Top 3 Traits of Godly Parents
When our girl graduated from high school, her dad and I were given the opportunity to write her a letter to be read during our church’s service to honor graduates. I pondered on this, prayed about it, and basically fretted that I might leave out some really important nugget for her to remember. You know, what if I die on the way home and this will be my last words to her kinda thing. Oh the weight that an over-thinker carries.
What will I tell her? I wrote, be there. My greatest desire for all of my family is for us to be reunited for eternity in heaven.
If she and I live our lives in such a way that we will “be there”, we have lived our lives truly well. Pursuing a Christ centered life covers all of those things that I want for her. The Apostle John says it beautifully in 3 John:4,
I could have no greater joy than to hear that my children are following the truth.”
A group of young moms once asked, “How did you raise a godly kid?”. By the grace of God and her own choices in life. We definitely made plenty of mistakes and I have often said if we can keep her from being on Oprah, we have succeeded. So far, so good.
I was honored they asked. Instead of talking about how to raise godly kids, why don’t I share what I feel are three important traits of godly parents.
Love unconditionally and extravagantly…and show it. By extravagant I don’t mean “things”. Our little ones and big ones need to hear about our love as well as feel our love. Maybe you were reared in a family that was not demonstrative, “We didn’t hug in our family and we didn’t say I love you.” mentality. Can I just say, we’ve got to get past that. It will get easier the more you do it.
Forgive and ask for forgiveness. The mistakes our kids make may be hard and difficult, but they do not need to define them. It is something they did, not who they are. If we are still breathing, there is hope. Yep, it might change the course of their lives. But God is the God of second, third, fourth….chances. I am so thankful for His grace and mercy. Proverbs 24:16 reminds us that even thought we fall, we can get back up.
When we mess up, we must acknowledge it and ask for to be forgiven. I think that when parents do this, it is a beautiful mirror of God’s grace and mercy. We after all, are the biggest influencers in our children’s life. You may think it’s their friends, nope, it’s mom and dad.
Live authentically. We need to be the same person at home that we are in public, especially who we are in church. So many children struggle with trust and confidence in God because my “godly” parent is living ungodly at home. We must live our testimony in front of those we love. And when we fail, we must acknowledge it for what it is, sin, and turn from it. Live redeemed.
Run after God with all you’ve got and I promise, they will run with you. They may run a different direction for a bit but they will never forget running together.
This is such beautiful, godly advice, Carmen. I like the idea that if we run after God with all we’ve got, they’ll run too, eventually! Now that my son left for college, I pray daily that He’ll pursue Christ with a passion.

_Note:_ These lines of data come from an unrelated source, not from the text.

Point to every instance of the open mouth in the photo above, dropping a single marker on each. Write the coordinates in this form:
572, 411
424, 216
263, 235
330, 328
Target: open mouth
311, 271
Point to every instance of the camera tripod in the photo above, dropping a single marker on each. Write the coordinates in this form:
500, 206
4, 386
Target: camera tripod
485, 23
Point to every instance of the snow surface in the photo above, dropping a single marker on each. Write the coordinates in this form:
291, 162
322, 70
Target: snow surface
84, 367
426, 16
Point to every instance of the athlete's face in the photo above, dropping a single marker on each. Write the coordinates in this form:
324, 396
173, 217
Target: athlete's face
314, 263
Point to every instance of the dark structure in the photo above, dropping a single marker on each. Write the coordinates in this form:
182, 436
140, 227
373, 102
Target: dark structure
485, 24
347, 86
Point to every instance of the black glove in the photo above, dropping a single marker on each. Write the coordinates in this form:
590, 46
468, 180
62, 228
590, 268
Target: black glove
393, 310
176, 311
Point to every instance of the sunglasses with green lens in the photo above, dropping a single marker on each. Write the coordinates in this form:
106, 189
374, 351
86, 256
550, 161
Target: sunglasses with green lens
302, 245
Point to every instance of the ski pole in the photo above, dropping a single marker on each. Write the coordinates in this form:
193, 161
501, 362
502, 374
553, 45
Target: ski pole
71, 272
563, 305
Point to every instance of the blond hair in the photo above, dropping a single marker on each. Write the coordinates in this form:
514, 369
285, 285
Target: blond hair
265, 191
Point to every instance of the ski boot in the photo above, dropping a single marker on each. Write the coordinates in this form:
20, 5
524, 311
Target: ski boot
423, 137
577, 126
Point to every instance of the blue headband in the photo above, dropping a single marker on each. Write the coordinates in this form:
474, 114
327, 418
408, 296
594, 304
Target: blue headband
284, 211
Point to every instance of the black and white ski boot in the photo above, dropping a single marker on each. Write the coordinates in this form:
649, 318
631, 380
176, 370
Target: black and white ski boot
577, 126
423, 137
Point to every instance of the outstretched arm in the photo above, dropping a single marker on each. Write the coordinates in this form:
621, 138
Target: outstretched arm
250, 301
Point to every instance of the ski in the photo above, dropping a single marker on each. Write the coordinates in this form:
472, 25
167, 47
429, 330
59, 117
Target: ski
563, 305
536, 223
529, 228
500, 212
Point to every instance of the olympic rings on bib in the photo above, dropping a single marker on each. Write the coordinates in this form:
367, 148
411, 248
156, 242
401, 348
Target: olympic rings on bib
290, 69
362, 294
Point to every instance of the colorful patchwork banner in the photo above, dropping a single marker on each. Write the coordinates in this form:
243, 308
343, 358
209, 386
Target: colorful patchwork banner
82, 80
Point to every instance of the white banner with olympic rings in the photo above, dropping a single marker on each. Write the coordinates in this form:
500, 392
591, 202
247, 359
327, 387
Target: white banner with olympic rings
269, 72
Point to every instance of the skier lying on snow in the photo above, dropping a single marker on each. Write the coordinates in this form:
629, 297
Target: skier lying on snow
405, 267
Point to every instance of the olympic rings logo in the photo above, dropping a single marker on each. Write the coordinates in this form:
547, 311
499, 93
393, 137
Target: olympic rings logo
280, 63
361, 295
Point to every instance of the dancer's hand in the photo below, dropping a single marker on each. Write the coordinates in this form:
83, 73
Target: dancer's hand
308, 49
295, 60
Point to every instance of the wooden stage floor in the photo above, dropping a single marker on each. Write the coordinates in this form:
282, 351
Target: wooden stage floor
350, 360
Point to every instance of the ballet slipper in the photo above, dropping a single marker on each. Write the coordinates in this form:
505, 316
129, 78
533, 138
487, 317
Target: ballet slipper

Absolutely Betsy! I pray that for our girl too. That’s a mom’s heart.
Oh I love, “live authentically.” I am trying to learn to live in the word not just with my ‘preaching’ I do to my kids, but with my daily life, my breath, everything I do. Thanks for this lovely post! :)
That is a wonderful goal in child raising Katina. Kids definitely pick up on areas in our life where we are not living out what we say. It’s a daily challenge. You are a great mom. You are doing a wonderful job with your little ones.
I love this, Carmen! Keep her from being on Oprah…too funny! But, yeah, I get it!
These are wonderful traits for parents. And with my two adult children now, they are much needed still and always.
Hugs to you, sweet friend!
Sabra I agree about our adult children. I still know that I am an influencer in our girls life. Not just hers, but several spiritual daughters.
Hello friend, this is beautiful. My favorite is Live Authentically. It is a matter of doing what you ask your kids to do. You want them to be loving and compassionate, then as a parent be loving and compassionate. When we live authentically, we live by example.
Hugs Carmen
God Bless
Right Ifeoma. We must stop living the motto, “Do what I say, not what I do.”